Wednesday, April 1, 2015

Bill would shift burden of proof in campus rape cases

From page A2 | June 08, 2014 |

By Melody Gutierrez

SACRAMENTO — California lawmakers want to take the onus of preventing rape off victims by requiring that college students looking to hook up prove they had the green light.

The “affirmed consent” standard — already in place at many universities — could be required at all publicly funded California colleges and universities under a proposed state law being considered by the Legislature.

The move comes as women’s groups — joined by President Obama — have expressed outrage at the lax way college officials across the country have responded to reports of rape on their campuses.

But some say that requiring each partner to explicitly agree to have sex, known as “affirmed consent,” goes too far into people’s bedrooms and unfairly limits due process rights of the accused.

”The only thing this does is decrease the number of men on campus,” said Professor Gordon Finley of Florida International University, a critic of affirmative consent policies. “How do you prove affirmative consent? It’s inherently impossible to prove. It’s so far removed from everyone’s sex lives.”

California lawmakers are considering legislation that would require state colleges and universities to adopt anti-sexual-assault policies that include the affirmed consent standard.

Affirmed consent is defined as an “unambiguous and conscious decision by each participant to engage in a mutually agreed upon sexual activity” with the consent ongoing throughout.

The proposed bill, SB967, says that “lack of protest or resistance does not mean consent, nor does silence,” and it’s the responsibility of the person initiating sex to ensure the other person consents.

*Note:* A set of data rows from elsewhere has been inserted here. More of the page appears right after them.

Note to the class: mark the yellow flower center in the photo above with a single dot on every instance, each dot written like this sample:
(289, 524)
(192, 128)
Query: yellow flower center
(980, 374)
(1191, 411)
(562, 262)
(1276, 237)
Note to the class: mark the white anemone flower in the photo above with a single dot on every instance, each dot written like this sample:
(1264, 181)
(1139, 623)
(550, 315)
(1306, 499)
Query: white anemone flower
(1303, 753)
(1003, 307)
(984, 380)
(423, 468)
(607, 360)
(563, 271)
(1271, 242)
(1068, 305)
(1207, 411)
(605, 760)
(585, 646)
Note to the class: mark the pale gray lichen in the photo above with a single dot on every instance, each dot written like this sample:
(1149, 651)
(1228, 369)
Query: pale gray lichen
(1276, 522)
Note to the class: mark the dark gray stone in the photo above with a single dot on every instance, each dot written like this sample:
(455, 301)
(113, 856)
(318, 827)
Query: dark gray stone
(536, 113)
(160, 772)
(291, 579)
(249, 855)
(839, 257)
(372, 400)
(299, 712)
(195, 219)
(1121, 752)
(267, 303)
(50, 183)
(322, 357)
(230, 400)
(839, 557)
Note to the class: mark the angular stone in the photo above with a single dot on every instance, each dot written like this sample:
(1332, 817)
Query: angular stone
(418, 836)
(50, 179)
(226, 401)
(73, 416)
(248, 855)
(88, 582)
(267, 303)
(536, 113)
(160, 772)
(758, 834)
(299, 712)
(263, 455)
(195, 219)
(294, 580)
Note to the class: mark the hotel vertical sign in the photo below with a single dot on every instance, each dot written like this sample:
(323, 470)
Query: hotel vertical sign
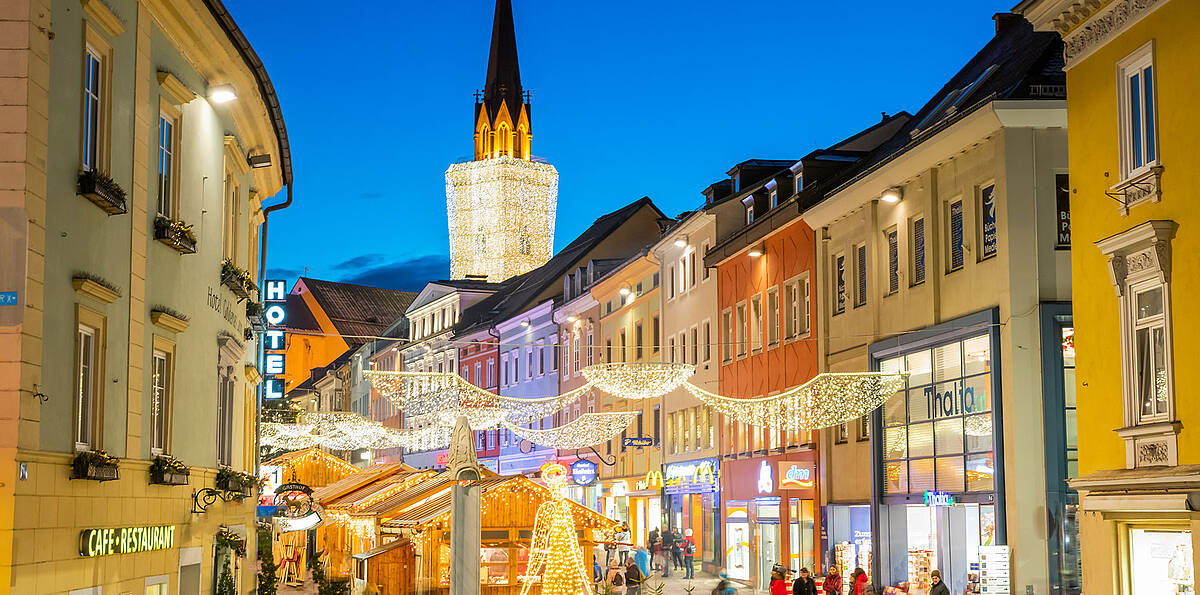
(275, 295)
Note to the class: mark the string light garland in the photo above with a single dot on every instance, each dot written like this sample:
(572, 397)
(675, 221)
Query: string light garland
(647, 379)
(826, 401)
(555, 552)
(501, 214)
(587, 430)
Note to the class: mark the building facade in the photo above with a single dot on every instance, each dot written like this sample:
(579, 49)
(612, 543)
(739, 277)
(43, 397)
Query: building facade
(1131, 76)
(142, 144)
(939, 257)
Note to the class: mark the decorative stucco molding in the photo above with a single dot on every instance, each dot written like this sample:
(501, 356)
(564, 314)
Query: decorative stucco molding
(1098, 26)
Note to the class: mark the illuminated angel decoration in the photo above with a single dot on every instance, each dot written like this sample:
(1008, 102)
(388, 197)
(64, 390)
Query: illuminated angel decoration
(555, 552)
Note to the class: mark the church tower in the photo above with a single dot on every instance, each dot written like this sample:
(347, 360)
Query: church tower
(501, 206)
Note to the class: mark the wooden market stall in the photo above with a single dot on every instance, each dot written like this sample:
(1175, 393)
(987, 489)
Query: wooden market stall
(400, 540)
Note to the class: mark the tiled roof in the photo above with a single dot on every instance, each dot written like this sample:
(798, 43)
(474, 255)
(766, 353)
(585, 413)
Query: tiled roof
(523, 290)
(359, 311)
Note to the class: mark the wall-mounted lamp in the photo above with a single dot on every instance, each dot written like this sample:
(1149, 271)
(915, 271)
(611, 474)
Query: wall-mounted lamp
(893, 194)
(222, 94)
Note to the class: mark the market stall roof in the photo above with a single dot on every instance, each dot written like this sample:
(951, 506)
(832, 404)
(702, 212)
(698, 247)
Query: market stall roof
(352, 482)
(439, 504)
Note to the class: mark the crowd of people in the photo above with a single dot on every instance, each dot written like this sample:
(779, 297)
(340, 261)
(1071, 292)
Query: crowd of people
(627, 568)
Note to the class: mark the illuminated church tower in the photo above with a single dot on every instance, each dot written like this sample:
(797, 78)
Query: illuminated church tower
(501, 205)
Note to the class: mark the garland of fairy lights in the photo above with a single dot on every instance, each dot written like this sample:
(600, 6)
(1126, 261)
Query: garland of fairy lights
(647, 379)
(587, 430)
(826, 401)
(348, 431)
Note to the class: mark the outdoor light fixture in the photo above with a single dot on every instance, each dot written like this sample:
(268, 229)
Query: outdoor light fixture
(222, 94)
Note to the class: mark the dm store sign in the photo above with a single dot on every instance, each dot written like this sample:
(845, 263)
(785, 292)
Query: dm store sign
(275, 295)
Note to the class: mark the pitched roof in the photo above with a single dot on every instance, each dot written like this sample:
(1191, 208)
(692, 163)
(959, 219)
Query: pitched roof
(358, 311)
(523, 290)
(503, 82)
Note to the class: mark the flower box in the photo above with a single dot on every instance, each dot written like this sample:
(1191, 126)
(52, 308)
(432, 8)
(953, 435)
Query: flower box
(94, 466)
(175, 234)
(103, 192)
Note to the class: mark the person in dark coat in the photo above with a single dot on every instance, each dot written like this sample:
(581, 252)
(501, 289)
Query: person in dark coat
(939, 587)
(804, 584)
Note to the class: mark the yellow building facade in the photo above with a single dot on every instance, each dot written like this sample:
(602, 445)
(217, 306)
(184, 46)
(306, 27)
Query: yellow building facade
(138, 139)
(1133, 78)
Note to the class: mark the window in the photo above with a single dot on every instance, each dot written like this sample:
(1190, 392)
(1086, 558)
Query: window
(756, 323)
(708, 342)
(954, 233)
(893, 239)
(773, 317)
(839, 283)
(161, 374)
(225, 415)
(1139, 112)
(727, 338)
(168, 148)
(988, 238)
(743, 331)
(796, 306)
(861, 275)
(918, 251)
(88, 384)
(96, 74)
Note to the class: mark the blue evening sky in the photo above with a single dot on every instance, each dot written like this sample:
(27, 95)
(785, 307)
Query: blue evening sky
(629, 98)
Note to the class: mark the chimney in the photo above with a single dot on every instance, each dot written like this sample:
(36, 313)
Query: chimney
(1006, 19)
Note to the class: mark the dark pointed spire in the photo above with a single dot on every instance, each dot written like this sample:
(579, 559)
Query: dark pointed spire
(503, 74)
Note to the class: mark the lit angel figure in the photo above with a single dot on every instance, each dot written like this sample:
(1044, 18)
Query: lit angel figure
(555, 551)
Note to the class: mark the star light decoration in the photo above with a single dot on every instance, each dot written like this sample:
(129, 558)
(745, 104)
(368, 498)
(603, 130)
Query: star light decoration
(555, 552)
(502, 216)
(347, 431)
(647, 379)
(587, 430)
(826, 401)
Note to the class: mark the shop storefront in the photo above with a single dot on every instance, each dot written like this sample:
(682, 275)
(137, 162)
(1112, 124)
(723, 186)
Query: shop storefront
(691, 496)
(768, 515)
(937, 476)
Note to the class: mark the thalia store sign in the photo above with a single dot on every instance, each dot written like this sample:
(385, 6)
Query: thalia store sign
(275, 294)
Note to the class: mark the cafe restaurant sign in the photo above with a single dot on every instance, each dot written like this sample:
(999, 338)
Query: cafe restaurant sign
(130, 540)
(691, 476)
(275, 294)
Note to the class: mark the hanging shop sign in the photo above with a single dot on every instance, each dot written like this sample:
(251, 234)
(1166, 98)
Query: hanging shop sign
(936, 498)
(793, 475)
(691, 476)
(130, 540)
(274, 340)
(583, 473)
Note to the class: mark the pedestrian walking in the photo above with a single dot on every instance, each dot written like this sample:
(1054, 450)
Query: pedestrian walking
(804, 584)
(939, 587)
(689, 554)
(616, 577)
(833, 581)
(858, 582)
(634, 578)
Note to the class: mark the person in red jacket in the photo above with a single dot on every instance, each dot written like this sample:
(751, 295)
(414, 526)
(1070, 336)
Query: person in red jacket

The bill by state Sens. Kevin de Leon, D-Los Angeles, and Hannah-Beth Jackson, D-Santa Barbara, passed the Senate and is being considered by the Assembly.

”This bill makes a strong statement that California is moving from a culture of acceptance to a ‘no excuses’ culture,” Jackson said. “No excuses for rape … and no excuses for colleges and universities turning a blind eye to the problem of campus sexual assault and violence.”

The federal Clery Act and Title IX specify how colleges and universities are required to respond and disclose sexual assault crimes. But more students are coming forward to say their claims were not properly investigated or punishment was insufficient to nonexistent.

A group of students from University of California campuses pushed California lawmakers to authorize an audit to look at how certain UC and California State University campuses handle sexual assault cases. That audit is due this month.

”I think we have a huge problem in this country when statistics show one in five women will be sexually assaulted in college,” said Sofie Karasek, a 20-year-old UC Berkeley student. “Whatever action needs to be taken has to be bold. The culture has to change.”

Karasek said her school mishandled a sexual assault complaint she filed against a fellow student. Karasek said that after filing the complaint, school officials did not respond for seven months. She eventually received a short e-mail saying the man she accused had been found in violation of the code of conduct, but she said the disciplinary action was far too light.

”They really had no interest in disciplining him,” Karasek said.

In February, Karasek and 30 students and alumni filed a Title IX complaint against UC Berkeley for “systematically mishandling sexual assault cases.”

Kendall Anderson, 20, said she hopes the new bill will help change the way society views rape by changing what constitutes consent. Anderson, a student at Mills College in Oakland, reported being raped on campus in September by a man who was not a student. She said the trauma of the rape was worsened when she felt city police focused only on whether she had done enough to stop the assault. No charges were filed in her case.

”I think (the bill) has the potential to revolutionize the way society views rape,” Anderson said. “It places less burden of proof on the victim. If someone is robbed, is the robbery OK if the person didn’t explicitly say no? That’s how our society views sex crimes.”

But that pendulum swing has Joe Cohn, policy director at the Foundation for Individual Rights in Education, concerned. Cohn said he is worried that affirmed consent policies diminish due process protections for students accused of sex crimes.

”It’s clear that there are schools that have swept accusations under the carpet probably because in their determination it was bad publicity for them, while other schools view it as a headache,” Cohn said. “We are concerned that both of those situations are unethical and illegal. Then there are schools wanting to do the right thing, but have no competency to do that.”